Malebranche was one of the latter. We have known from Lelong’s biography that he was on close terms with Rancé, and that he made periodic “retreats” at the monastery. But one of the two surviving letters from Rancé to Malebranche, largely ignored to date, tells us much more. Dated April 9, 1672, the letter is in response to Malebranche’s announcement of his “resolution” to become a member of the community at La Trappe. Not wanting to seem to have recruited Malebranche, the abbé urged him to keep secret their earlier conversations about his “plan.” Though he approved of the decision in principle, he remained concerned that a man with Malebranche’s frail health would not be able to withstand the harsh physical conditions (he notes “the horrors of the long winters”) and “the deprivation of all human contact and consolation” at La Trappe. But if Malebranche remains unphased by “all the possible consequences of so great a renunciation,” Rancé writes, he should “follow the stirrings of grace”; “a person taking so great a step must have complete trust in God and expect nothing from human help.” He advised him, though, to visit La Trappe before making a decision.34

Malebranche obviously changed his mind, probably because in the end he had to acknowledge to himself that his poor health was an insuperable obstacle. But the very fact of his resolution in the spring of 1672 points us to the complexity of his vocation. That was the year in which Rance introduced a new regimen at La Trappe, still harsher than the Cistercian strict observance. Henceforth the monks could no longer use their cells as private retreats; they could retire to them only for sleep, in complete darkness. Their entire waking lives would be spent in a collectivity of silence, without conversation of any kind.

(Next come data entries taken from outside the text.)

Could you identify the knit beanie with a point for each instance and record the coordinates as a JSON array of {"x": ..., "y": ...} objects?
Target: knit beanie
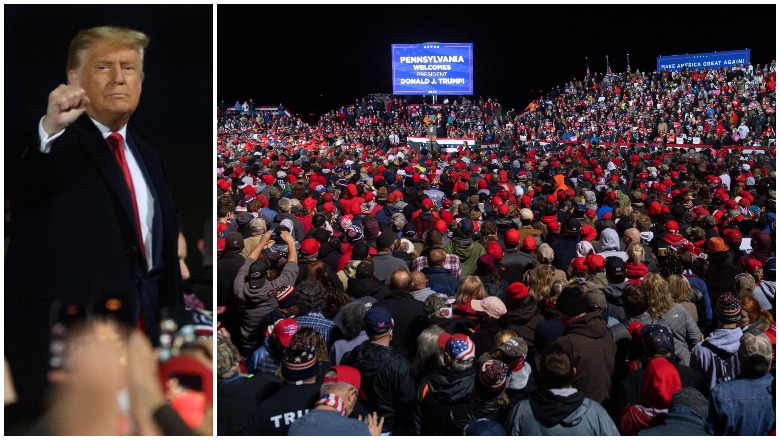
[
  {"x": 299, "y": 361},
  {"x": 491, "y": 379},
  {"x": 728, "y": 308}
]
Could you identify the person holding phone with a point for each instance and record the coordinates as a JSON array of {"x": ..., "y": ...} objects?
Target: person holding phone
[{"x": 255, "y": 289}]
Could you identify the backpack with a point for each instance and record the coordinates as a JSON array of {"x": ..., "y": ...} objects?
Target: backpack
[{"x": 725, "y": 369}]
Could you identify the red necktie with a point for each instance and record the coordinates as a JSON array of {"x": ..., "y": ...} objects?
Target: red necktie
[{"x": 117, "y": 144}]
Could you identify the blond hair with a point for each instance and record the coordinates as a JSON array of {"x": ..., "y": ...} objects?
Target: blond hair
[
  {"x": 539, "y": 280},
  {"x": 503, "y": 335},
  {"x": 680, "y": 288},
  {"x": 659, "y": 296},
  {"x": 470, "y": 288},
  {"x": 636, "y": 252},
  {"x": 744, "y": 285},
  {"x": 117, "y": 35}
]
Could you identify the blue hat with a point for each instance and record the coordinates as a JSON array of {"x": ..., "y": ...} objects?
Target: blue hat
[
  {"x": 484, "y": 427},
  {"x": 658, "y": 339},
  {"x": 378, "y": 321},
  {"x": 466, "y": 225}
]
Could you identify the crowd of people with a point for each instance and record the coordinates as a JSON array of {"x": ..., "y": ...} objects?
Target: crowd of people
[{"x": 578, "y": 288}]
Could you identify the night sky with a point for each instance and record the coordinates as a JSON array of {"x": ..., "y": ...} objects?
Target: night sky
[
  {"x": 295, "y": 53},
  {"x": 176, "y": 112}
]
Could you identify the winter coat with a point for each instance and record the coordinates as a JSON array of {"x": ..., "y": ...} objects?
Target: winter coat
[
  {"x": 441, "y": 280},
  {"x": 254, "y": 304},
  {"x": 590, "y": 345},
  {"x": 468, "y": 251},
  {"x": 524, "y": 317},
  {"x": 610, "y": 245},
  {"x": 614, "y": 295},
  {"x": 516, "y": 263},
  {"x": 448, "y": 387},
  {"x": 559, "y": 412},
  {"x": 685, "y": 331},
  {"x": 722, "y": 344},
  {"x": 387, "y": 381}
]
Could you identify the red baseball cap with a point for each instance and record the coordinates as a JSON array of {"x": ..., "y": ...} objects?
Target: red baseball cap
[
  {"x": 285, "y": 329},
  {"x": 517, "y": 290},
  {"x": 311, "y": 246}
]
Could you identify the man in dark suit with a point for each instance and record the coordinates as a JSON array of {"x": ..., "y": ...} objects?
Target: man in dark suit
[{"x": 98, "y": 220}]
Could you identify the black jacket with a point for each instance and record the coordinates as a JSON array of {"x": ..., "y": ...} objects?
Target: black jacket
[
  {"x": 516, "y": 263},
  {"x": 360, "y": 287},
  {"x": 448, "y": 387},
  {"x": 387, "y": 381},
  {"x": 407, "y": 314},
  {"x": 523, "y": 316}
]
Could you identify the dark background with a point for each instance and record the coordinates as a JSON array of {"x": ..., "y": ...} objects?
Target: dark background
[
  {"x": 175, "y": 114},
  {"x": 294, "y": 53}
]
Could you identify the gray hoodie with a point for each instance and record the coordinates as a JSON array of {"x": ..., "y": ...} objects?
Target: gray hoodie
[
  {"x": 723, "y": 343},
  {"x": 610, "y": 245}
]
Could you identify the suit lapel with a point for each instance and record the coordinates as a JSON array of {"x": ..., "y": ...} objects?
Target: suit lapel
[{"x": 98, "y": 150}]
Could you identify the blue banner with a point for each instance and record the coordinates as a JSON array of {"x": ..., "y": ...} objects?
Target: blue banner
[
  {"x": 433, "y": 69},
  {"x": 709, "y": 60}
]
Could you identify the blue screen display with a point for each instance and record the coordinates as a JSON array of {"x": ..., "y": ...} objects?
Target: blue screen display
[
  {"x": 707, "y": 60},
  {"x": 433, "y": 69}
]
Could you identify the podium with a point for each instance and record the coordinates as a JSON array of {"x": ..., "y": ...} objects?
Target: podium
[{"x": 432, "y": 144}]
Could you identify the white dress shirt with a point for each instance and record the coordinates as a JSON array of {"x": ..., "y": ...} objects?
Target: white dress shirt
[{"x": 143, "y": 195}]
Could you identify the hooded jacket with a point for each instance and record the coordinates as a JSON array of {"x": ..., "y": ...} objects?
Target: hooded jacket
[
  {"x": 723, "y": 344},
  {"x": 448, "y": 387},
  {"x": 387, "y": 381},
  {"x": 254, "y": 304},
  {"x": 561, "y": 412},
  {"x": 468, "y": 252},
  {"x": 384, "y": 216},
  {"x": 297, "y": 225},
  {"x": 610, "y": 245},
  {"x": 441, "y": 280},
  {"x": 614, "y": 295},
  {"x": 635, "y": 272},
  {"x": 661, "y": 381},
  {"x": 590, "y": 345},
  {"x": 523, "y": 317},
  {"x": 685, "y": 331}
]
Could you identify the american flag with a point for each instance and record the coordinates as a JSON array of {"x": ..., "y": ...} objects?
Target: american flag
[{"x": 460, "y": 347}]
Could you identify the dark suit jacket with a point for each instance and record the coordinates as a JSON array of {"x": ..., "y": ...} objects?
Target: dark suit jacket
[{"x": 73, "y": 238}]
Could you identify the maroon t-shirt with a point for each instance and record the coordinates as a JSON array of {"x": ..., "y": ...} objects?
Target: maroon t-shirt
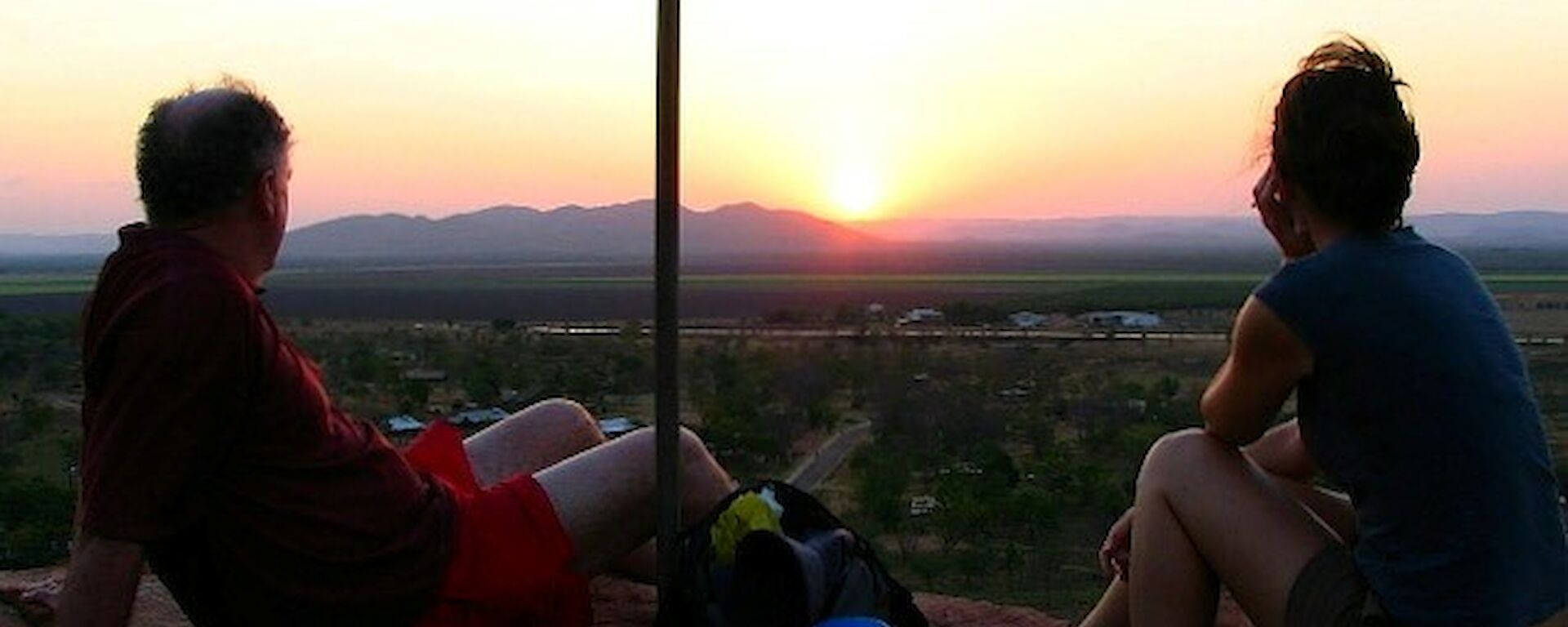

By 1672 Malebranche almost certainly had begun writing The Search After Truth, whose first volume would appear two years later. He knew from conversations with Rancé, and perhaps from visits to La Trappe, that, in sharp contrast to his own and other orders, the monastery was organized on the principle that the life of a monk was one of penitence in silent retreat, not study. Learning led to speech, and speech would transform the monk into a public spectacle.35

Malebranche was apparently willing to abandon his philosophical project, and indeed the entire world of learning, for a life in which reading would be limited to devotional material. Having turned back from a commitment to harsh asceticism, he would henceforth retire periodically to La Trappe, where he could lead a life of total silence in meditation and prayer, away from the world of conversation that he, like Rancé, found so morally “dangerous.” “There is nothing that shrivels up the heart, and that is more ruinous to piety, than conversation,” Rance wrote in one of his “spiritual letters”; “those who greatly love conversing with God keep a great silence with human beings.” His renunciation was categorical; “however regulated and innocent they can be, speech (la parole) and conversation open for us the portals for getting out of ourselves and fill us with phantoms and vain imaginings.”36

It was this animosity toward social speech, no less radical than Rancé’s, that informed Malebranche’s righteous disdain for the social aesthetic of the honnête femme and the honnête homme. In characterizing the aesthetic as effeminate, he made it the site of both weakness and tyrannical power. It not only betrayed, in a particularly pathological social form, the abject dependence of weakened reason on overweening imagination; in doing so, it provided a heightened example of the exercise of blind and arbitrary social power through speech.